Kernel 2.2.19 + VIA chipset + strange behaviour

Jonathan Woithe (jwoithe@physics.adelaide.edu.au)
Tue, 15 May 2001 18:04:35 +0930 (CST)


Hi people

We are currently running a 900MHz Athlon at 900MHz with a VIA chipset
mainboard. We have been experiencing strange problems and a number of
kernel panics.
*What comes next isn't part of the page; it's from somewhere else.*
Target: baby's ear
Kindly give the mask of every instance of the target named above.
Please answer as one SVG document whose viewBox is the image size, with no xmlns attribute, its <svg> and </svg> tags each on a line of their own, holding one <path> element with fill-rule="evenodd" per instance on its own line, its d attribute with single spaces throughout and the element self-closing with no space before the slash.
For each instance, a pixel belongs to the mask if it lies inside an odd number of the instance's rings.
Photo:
The debugged oopes from three of these are included at the
end of this message.

My first question is whether this could be related to the VIA disk
corruption bug which has been much talked about. Does this also affect
2.2.x or is it strictly a 2.4.x problem at this stage?

Please CC me replies since the kernel list archive I watch has a habbit of
missing some posts.

It should also be noted that every now and then I've seen ext2fs filesystem
errors on the console. badblocks does not report anything as bad.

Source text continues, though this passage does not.